00:08 [Wally Lamb] Another thing that my teacher, Gladys Swan, taught me very early in my fiction writing, and I was a high school teacher at the time, and she said, "Well, what's your goal?" And I didn't have one particularly, so I had to make something up on the spot, and I said, "Well, every year

00:30 my high school students, one of the books they really enjoy is To Kill a Mockingbird," and I said, "and it really speaks to them, to kids, and I guess I'd like to write something that high school kids would read because they want to read it, not because they have to read it." And Gladys sort of frowned, and she said, "You know, the last thing you want to do is to preconceive who your audience is going to be." She said, "What you need

01:00 to do is write the story for yourself and let the audience that needs to find it find it." And I'm sure I had a dopey look on my face, and I said, "Well, I'm not quite sure what you mean, Gladys." And she said, "Well, I'll tell you what." She said, "My best advice to you is to go back and read ancient myth.

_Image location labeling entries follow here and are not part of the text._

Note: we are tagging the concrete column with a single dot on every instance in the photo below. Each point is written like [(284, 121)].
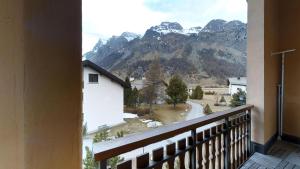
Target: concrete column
[(40, 86)]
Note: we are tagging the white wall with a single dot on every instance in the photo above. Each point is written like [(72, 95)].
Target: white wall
[(102, 102), (234, 89)]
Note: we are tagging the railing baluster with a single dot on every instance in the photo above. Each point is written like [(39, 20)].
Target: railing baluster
[(213, 132), (232, 144), (245, 136), (206, 146), (171, 148), (239, 149), (157, 156), (199, 147), (242, 139), (181, 147), (227, 144), (194, 160), (125, 165), (142, 161), (218, 146), (249, 132), (103, 164)]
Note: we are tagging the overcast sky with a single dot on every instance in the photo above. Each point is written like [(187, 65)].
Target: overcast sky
[(104, 18)]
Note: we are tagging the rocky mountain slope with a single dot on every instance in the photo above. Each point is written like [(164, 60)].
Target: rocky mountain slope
[(201, 55)]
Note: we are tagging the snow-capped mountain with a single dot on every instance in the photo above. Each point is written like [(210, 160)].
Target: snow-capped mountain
[(168, 27), (193, 30), (174, 27), (214, 52), (130, 36)]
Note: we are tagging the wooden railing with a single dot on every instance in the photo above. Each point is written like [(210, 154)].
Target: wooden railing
[(225, 145)]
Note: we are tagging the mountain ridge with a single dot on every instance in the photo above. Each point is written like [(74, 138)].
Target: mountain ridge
[(214, 53)]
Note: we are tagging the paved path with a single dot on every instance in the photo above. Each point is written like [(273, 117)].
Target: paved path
[(282, 155), (196, 111)]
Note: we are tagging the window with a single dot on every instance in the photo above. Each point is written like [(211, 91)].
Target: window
[(93, 78)]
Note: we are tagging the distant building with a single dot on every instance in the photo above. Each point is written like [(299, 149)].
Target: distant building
[(102, 97), (236, 83)]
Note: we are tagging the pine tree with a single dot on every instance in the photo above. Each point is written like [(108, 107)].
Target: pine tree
[(177, 91), (89, 161), (223, 100), (154, 77), (238, 99), (207, 109), (127, 93), (197, 93), (84, 129)]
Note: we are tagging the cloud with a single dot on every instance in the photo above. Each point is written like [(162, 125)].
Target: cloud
[(104, 18)]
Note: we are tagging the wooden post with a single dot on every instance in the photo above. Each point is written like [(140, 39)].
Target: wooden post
[(193, 155), (249, 132), (227, 144), (103, 164)]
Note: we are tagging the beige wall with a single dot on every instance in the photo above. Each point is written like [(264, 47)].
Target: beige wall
[(11, 85), (273, 26), (272, 67), (262, 69), (40, 87), (289, 38), (255, 67)]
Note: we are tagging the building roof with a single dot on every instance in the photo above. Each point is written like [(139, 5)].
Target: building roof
[(87, 63), (242, 81)]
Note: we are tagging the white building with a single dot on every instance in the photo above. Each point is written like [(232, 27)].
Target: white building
[(236, 83), (102, 97)]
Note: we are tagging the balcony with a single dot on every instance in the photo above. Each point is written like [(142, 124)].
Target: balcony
[(219, 140)]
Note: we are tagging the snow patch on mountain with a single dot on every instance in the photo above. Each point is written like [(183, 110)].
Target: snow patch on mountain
[(174, 27), (130, 36)]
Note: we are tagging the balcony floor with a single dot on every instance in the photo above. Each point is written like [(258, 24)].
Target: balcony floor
[(282, 155)]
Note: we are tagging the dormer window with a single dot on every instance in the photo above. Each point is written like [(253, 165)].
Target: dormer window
[(93, 78)]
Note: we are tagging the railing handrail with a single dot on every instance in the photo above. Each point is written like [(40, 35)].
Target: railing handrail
[(122, 145)]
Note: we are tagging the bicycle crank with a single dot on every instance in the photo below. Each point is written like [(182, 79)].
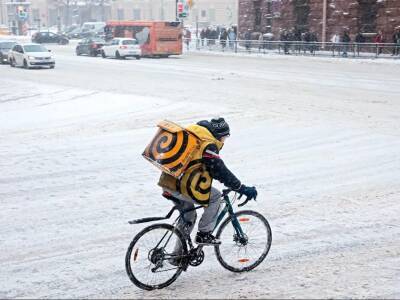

It's no accident that these are the stories that have lasted the longest

01:30 because they're the stories, the archetypal stories, that people need to be told over and over and over again." And she said, "So go back and read the old myths. You're never going to tell a completely original story, the world is an old place. And all the stories that people need are already out there, not only in a culture but in all the cultures." She said, "The best thing that you can do is put your own original spin, give your own take, on the ancient stories."